Miriam is taking psychology this semester and she came to me gushing about self-care. She was so excited about what she was learning because for once the idea of self-care made sense to her. She'd only heard it used in the context of selfishness, of doing what one wants to do at the expense of their responsibilities. She'd heard of Disneyland as self-care, a manicure as self-care, eating a gallon of ice cream...self-care.
"But that's not what self-care is!" she told me. "Self-care is...actually taking care of yourself! It's listening to your body's needs and responding to those needs so that you stay healthy—it's eating right, and drinking enough water. It's getting enough sleep and going for a walk and practicing breathing exercises. It's visiting with a friend and keeping a journal of happy thoughts. It might be treating yourself to something or taking a vacation so you can truly relax, but it's mostly just...taking good care of yourself."
I was so glad she was hearing this from someone other than me (not that I'm not a good source for information but, you know, sometimes it helps to have someone other than your mom tell you something because moms can be so cringe sometimes). I was also glad to hear this information from her because hearing the word self-care used as a guise for selfish, irresponsible—and even harmful—behaviour has really rankled me recently.
We recently finished reading Hamlet and we all got a kick out of Polonius. He's a humorous, somewhat-flighty (but also calculating and manipulative) old man. His speeches are...wonderfully hilarious. In Act 1, Scene III, he offers an onslaught of advice to Laertes before Laertes leaves for school. This good, though superfluous advice, includes the famous line, "This above all: to thine own self be true."
Laertes suffers the death of his father, and the death of his sister, and the unworthy King Claudius convinces Laertes that Hamlet is to blame, and really kind of stirs him into seeking blood for revenge (I feel). Hamlet is a tragedy, of course, so Laertes only realizes that the king was to blame for all the earlier...tragedies...after he's already dealt a death blow to Hamlet, as he's in the process of dying himself. In the end I think he wishes he had been true to himself, and not allowed himself to become so wrapped up in the plan the king was concocting.

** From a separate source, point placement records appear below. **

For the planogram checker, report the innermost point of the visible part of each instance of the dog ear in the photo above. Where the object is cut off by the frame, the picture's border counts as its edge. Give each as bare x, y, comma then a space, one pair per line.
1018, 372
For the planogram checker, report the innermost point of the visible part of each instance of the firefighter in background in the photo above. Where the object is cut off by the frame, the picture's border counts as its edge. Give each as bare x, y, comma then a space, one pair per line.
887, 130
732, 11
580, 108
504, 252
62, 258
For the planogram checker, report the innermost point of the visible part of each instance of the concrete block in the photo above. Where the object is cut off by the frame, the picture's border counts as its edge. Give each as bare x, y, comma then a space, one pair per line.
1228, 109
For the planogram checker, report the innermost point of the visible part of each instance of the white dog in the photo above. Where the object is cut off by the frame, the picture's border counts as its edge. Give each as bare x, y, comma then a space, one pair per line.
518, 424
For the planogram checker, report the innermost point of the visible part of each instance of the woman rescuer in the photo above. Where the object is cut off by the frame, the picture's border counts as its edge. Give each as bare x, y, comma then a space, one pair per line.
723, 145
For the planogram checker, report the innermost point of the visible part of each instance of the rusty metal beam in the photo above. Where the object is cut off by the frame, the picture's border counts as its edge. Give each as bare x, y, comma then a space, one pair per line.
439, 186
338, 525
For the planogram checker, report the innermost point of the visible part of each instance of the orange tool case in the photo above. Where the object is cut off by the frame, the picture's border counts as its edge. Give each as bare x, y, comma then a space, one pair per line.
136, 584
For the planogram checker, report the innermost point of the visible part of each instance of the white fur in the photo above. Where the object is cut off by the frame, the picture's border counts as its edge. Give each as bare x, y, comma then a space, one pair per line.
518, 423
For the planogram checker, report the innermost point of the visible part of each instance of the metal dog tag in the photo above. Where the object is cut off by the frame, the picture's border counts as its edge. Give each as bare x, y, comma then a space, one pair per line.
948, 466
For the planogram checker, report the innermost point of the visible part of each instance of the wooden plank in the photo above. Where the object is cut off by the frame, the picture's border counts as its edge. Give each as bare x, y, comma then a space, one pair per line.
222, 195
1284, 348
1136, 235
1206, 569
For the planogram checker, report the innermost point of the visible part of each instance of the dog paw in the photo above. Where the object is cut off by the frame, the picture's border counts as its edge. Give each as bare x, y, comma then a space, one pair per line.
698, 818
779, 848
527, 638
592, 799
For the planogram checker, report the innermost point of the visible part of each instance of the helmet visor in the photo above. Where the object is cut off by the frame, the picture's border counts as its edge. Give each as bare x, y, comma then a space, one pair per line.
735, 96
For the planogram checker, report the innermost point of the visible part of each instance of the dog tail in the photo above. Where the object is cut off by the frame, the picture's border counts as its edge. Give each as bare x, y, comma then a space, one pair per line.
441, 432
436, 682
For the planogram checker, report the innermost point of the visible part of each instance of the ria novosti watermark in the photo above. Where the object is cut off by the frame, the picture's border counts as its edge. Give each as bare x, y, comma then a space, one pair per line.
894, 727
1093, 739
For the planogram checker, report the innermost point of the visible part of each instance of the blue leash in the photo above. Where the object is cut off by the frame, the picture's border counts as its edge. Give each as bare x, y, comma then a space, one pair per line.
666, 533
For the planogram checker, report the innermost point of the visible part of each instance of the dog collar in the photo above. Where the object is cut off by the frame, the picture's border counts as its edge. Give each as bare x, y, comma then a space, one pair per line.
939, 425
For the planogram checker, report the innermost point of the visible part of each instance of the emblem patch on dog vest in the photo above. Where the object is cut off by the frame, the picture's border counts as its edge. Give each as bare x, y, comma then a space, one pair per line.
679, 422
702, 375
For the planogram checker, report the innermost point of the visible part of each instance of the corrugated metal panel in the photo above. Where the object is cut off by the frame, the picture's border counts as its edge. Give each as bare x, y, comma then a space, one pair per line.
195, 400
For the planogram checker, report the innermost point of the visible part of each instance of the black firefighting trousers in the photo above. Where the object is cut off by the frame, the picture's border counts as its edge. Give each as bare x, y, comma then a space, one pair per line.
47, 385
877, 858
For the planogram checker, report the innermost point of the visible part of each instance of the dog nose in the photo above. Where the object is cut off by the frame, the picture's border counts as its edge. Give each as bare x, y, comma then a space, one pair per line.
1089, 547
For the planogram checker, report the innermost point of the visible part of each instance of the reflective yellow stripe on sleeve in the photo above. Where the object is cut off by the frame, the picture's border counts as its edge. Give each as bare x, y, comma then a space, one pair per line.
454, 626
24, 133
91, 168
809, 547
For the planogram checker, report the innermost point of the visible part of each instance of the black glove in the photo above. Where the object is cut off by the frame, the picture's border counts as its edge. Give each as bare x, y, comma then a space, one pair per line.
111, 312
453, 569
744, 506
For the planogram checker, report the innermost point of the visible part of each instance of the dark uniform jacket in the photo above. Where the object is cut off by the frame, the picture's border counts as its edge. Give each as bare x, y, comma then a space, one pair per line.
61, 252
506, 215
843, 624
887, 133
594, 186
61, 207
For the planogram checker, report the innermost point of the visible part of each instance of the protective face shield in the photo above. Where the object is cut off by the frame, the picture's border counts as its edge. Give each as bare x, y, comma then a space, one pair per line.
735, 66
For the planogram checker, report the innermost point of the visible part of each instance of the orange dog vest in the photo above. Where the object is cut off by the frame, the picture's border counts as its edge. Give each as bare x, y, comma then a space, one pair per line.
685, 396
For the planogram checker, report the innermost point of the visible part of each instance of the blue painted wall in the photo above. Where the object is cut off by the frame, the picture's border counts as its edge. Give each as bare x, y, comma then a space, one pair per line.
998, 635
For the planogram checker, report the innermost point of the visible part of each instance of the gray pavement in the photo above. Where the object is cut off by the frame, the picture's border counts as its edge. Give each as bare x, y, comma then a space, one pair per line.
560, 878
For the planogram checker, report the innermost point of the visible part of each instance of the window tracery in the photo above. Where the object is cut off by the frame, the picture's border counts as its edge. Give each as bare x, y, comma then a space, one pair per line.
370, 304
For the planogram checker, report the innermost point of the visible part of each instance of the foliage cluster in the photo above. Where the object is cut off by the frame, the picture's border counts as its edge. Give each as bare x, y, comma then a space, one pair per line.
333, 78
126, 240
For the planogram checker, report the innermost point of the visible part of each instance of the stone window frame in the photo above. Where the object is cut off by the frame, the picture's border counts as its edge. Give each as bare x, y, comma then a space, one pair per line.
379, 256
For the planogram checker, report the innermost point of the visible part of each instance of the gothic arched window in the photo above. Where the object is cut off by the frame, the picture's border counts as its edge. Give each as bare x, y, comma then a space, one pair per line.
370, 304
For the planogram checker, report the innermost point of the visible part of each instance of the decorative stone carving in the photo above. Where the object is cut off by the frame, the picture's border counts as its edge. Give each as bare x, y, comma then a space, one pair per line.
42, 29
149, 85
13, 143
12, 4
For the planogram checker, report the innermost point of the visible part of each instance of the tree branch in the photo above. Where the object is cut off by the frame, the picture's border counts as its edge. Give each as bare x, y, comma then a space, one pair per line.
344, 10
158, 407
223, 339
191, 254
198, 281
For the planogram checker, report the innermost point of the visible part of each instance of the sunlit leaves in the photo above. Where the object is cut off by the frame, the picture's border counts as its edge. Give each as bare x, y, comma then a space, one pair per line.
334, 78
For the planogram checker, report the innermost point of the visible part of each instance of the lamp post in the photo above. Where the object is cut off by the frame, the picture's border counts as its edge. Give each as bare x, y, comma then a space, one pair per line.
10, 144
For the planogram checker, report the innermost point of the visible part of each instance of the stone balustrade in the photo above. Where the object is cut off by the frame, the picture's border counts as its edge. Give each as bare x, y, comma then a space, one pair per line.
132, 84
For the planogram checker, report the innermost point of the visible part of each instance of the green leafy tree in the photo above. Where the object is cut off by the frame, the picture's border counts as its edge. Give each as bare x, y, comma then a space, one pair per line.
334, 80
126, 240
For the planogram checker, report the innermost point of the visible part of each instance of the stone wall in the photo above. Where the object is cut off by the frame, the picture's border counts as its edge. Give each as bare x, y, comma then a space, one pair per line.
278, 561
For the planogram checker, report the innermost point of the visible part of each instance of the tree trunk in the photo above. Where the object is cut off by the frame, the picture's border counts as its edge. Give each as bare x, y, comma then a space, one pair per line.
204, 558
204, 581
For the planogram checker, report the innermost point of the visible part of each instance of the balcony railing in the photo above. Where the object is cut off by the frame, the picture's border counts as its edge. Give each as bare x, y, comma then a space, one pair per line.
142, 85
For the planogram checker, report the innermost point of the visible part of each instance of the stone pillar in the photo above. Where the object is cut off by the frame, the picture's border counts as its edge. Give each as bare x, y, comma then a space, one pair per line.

Surely Laertes had every right to be upset with Hamlet...but I don't know that things would have gone the way they had if the king had not been involved. Perhaps he would have instead chosen to...bury his weapons of war (that's from Alma 34, but also kind of a message wrapped up in Pax) instead of seeking fatal vengeance on Hamlet.
Because clearly that was not self-care for Laertes.
Anyway, Grandpa brought doughnuts over this afternoon because my kids believe with 100% of their hearts that today is Donut Day.
We looked up idioms about resilience (because Miriam misspoke an idiom at the dinner table last night and Rachel gawked at her and said, "Tell me every saying you know..." which turned into a rather hilarious evening for everyone). The kids chose one to write about (every cloud has a silver lining, keep on keeping on, and...things like that), then they had to make a list of everything they've accomplished (or enjoyed) in the past five years. Then we talked about how Grandma's death was hard, but that a single difficult moment doesn't define who they are. There are more hard times ahead, and those hard times will feel hard. But then...what?
Then you keep on keeping on. You achieve great things because...you must (because it's self-care).
And finally they made a list of what things they look forward to accomplishing in the next five years.
It will always be sad that Grandma isn't with us. The memories of losing her are hard. But we're here, we're keeping on, we're good.